Tolerating full cloud outages with Monzo Stand-in

We’ve just published some information on our backup system (Monzo Stand-In) that some of you noticed that we used last year.

There might be some things I can’t go into lots of detail on, but feel free to ask any questions.

21 Likes

I prefer the stand-in interface to actual Monzo :slight_smile:

7 Likes

Very cool Daniel, that’s a great overview of your rationale and system!

1 Like

Nice to see Excalidraw being used!

Very nice read if I do say so.

3 Likes

Really interesting read!
Hope we get more blog posts like this

How does this work for an AWS outage?
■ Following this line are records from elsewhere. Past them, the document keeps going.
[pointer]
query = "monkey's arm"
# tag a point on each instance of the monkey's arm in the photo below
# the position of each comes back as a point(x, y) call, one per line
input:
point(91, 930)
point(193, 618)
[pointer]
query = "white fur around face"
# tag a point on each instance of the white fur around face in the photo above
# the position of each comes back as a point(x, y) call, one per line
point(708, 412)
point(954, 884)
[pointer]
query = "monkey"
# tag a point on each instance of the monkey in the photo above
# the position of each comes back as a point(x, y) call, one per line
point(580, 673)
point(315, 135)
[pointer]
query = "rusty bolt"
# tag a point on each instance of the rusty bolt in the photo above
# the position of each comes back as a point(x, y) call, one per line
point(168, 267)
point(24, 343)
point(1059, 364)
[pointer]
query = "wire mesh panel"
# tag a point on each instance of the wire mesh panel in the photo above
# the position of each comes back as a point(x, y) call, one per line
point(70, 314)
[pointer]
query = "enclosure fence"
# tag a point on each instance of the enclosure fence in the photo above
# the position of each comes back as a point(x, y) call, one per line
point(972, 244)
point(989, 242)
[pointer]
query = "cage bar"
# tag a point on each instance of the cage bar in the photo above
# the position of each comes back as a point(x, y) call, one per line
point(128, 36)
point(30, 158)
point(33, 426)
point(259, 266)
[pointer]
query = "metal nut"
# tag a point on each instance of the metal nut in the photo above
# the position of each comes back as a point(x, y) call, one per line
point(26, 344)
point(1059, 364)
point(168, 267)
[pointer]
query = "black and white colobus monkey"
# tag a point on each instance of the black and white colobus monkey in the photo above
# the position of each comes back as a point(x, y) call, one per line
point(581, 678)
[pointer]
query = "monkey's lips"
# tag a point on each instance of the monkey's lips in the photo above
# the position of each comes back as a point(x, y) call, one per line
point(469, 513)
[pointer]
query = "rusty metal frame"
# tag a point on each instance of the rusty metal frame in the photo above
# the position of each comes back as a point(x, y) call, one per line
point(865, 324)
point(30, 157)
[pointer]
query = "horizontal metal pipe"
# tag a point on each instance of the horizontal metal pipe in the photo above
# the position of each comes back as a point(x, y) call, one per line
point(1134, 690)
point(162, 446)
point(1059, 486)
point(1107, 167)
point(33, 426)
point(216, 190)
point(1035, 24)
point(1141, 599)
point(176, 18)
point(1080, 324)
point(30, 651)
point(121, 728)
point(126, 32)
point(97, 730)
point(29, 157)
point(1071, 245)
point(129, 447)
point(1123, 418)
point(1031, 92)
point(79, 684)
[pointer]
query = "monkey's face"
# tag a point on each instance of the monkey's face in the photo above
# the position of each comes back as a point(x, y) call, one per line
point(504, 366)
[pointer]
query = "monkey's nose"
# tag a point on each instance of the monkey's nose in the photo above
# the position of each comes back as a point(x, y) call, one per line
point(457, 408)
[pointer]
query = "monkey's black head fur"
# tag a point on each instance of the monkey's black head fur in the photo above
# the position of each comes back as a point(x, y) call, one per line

Wouldn’t the primary system be entirely unavailable?

The next section covers that:

This works for most incidents but for payments processing it doesn’t work well if our Primary Platform is completely down. In this case we’re able to connect the Stand-in Platform directly to payments networks via our Data Centres. This is a bit more of a heavy-handed option for us, as we have much less control over which customers or how much of the traffic is directed to the Stand-in Platform, but we wouldn’t be resilient without the option.

Basically stand-in payment processing has two modes of operation:

  • Indirect mode
  • Direct mode

Direct mode is required if AWS is fully down but that is likely to be a very small fraction of incidents. Where AWS is up (majority of incidents) indirect mode is preferable because:

  • It can be enabled more quickly (15s)
  • It can be controlled in a granular way – we can slowly transition load between the platforms, rather than one big lever
4 Likes

Ha, helps if I don’t speed read over sections! Thanks for the reply!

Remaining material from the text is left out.